La perfecta idiotez se ignora a sí misma. ¿Un ejemplo? El título puesto por Kiko Amat a la primera entrega de su prometedora serie “Clásicos latosos”, en Babelia. Allá va: “¿Por qué estamos obligados a leer un tostón como Moby Dick?”.
Reparen, por de pronto, en la infantiloide perspectiva de quien se siente “obligado” a leer un libro, cualquiera que sea, como si se tratara de los deberes de clase. Y puesto que en términos de clase se piensa (de clase de infantes, quiero decir), la idea de que la obligación se nos impone a todos, niños y niñas, listos y tontos.
Luego, ya de partida, ese calificativo, “tostón”, tan informal, tan de niño travieso (la gorra de béisbol con la visera al revés) que en lo que está pensando es en salir por fin al patio a corretear e intercambiar los cromos que, pasados los años, ilustrarán con estética pop su memoria sentimental, nutrida de tiras cómicas, marcianitos, teleseries, comecocos y discos ochenteros.

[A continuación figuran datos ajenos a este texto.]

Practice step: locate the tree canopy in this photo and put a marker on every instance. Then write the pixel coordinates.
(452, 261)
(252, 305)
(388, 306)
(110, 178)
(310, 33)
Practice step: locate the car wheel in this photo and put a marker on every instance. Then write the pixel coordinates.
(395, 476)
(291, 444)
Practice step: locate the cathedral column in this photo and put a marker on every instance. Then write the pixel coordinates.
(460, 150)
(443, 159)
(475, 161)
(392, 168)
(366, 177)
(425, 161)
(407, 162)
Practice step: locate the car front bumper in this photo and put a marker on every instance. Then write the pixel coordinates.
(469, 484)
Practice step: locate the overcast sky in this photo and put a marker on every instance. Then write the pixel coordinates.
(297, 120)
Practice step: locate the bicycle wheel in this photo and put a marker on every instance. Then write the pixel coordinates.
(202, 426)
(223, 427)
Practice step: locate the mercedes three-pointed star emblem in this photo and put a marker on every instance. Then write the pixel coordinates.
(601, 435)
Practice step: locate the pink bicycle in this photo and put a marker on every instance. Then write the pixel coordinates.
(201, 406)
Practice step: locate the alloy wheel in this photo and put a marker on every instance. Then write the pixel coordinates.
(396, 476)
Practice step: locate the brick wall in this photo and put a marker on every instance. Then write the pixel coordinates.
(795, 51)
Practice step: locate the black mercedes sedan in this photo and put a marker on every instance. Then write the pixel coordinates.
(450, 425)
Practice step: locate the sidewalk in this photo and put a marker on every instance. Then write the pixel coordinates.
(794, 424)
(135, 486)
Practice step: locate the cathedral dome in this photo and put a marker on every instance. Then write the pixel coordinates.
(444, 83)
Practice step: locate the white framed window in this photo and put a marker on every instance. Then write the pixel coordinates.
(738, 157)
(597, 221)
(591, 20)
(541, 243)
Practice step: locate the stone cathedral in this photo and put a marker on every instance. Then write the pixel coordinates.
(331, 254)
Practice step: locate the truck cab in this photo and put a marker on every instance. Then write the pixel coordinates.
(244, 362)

Si el lector, intrigado por la “desafiante” pregunta, cede a la tentación de leer la respuesta que su autor propone, descubrirá que, lejos de tratarse de una broma más o menos provocadora, el artículo constituye un serio y esforzado intento, por parte de una inteligencia miope, de desmontar el crédito que a Moby Dick atribuyen “Wikipedia y mucha otra gente, en su mayoría profesores universitarios”. Ay, esos profesores...
Y es que, jo, la novela es muy gorda, y demasiado larga. No se entiende muy bien lo que quiere decir. Además, está llena de digresiones (o como se diga) y habla de un montón de cosas que no nos interesan. El capitán Ahab es un buen personaje, vale, pero Melville no lo deja expresarse, ¡no lo deja hablar! Y lo peor de todo: la maldita ballena blanca no sale hasta el final, con lo que la travesía del libro se hace aburridísima...
Este es el nivel de argumentación del artículo, más o menos, para que se hagan ustedes una idea.
Pero que un moderniki más o menos profesional haga ostentación e industria de su propia indigencia como lector no deja de ser excusable, o por lo menos comprensible. Lo alucinante en este caso viene a ser que la iniciativa de dedicar toda una serie a disuadir de la lectura de libros clásicos se ofrezca avalada y promovida por un suplemento cultural.
La conveniencia de incentivar y promover la lectura suele ser la razón con que suele justificarse, desde el entorno de los suplementos literarios, el escasísimo caudal de críticas negativas que éstos contienen, así como el evitamiento de toda polémica de cierto calado, como no sean las que excitan el morbo de los lectores, siempre por la vía del escándalo. Tanto más irritante resulta, siendo así, que se halague la cortedad y la molicie de los lectores más horizontales reafirmándolos en sus prejuicios más imbéciles.
“Kiko Amat hace un resumen de algunas de esas grandes obras de la literatura que seguro que ustedes no tienen intención de leer”, reza, con simpática complicidad, el sumario de la primera entrega de “Cásicos latosos”.
Con magnífica ironía, Luis Magrinyà replicaba en su cuenta de Twitter: “Fuentes fidedignas confirman que se han vuelto tan tan tan osados que los próximos clásicos latosos van a ser Corazón tan blanco, Sefarad y Bartleby y compañía”.
Tendría sin duda mucho más interés -y bastante más riesgo, por supuesto- que el celo iconoclasta de Kiko Amat se dirigiera hacia títulos como ésos. Pues no da la impresión de que, puestos a disuadir de la lectura de según qué libros frente a otros, sean obras como Moby Dick las que reclaman este servicio con más urgencia. O quizá sí, a la vista del número incesante de libros inanes que, desde las páginas del mismo suplemento, son calificados una semana tras otra con los adjetivos más superlativos.
“¿Conviene leer los clásicos? Más aún: ¿conviene leerlos hasta el final?” He aquí la gran pregunta con que, en su cuenta de Facebook, El País promocionaba la nueva sección de Kiko Amat.
Una de esas preguntas que retratan a quien las hace. Ya no digamos al alumno que, todo contento de sabérsela, levanta la mano para contestar.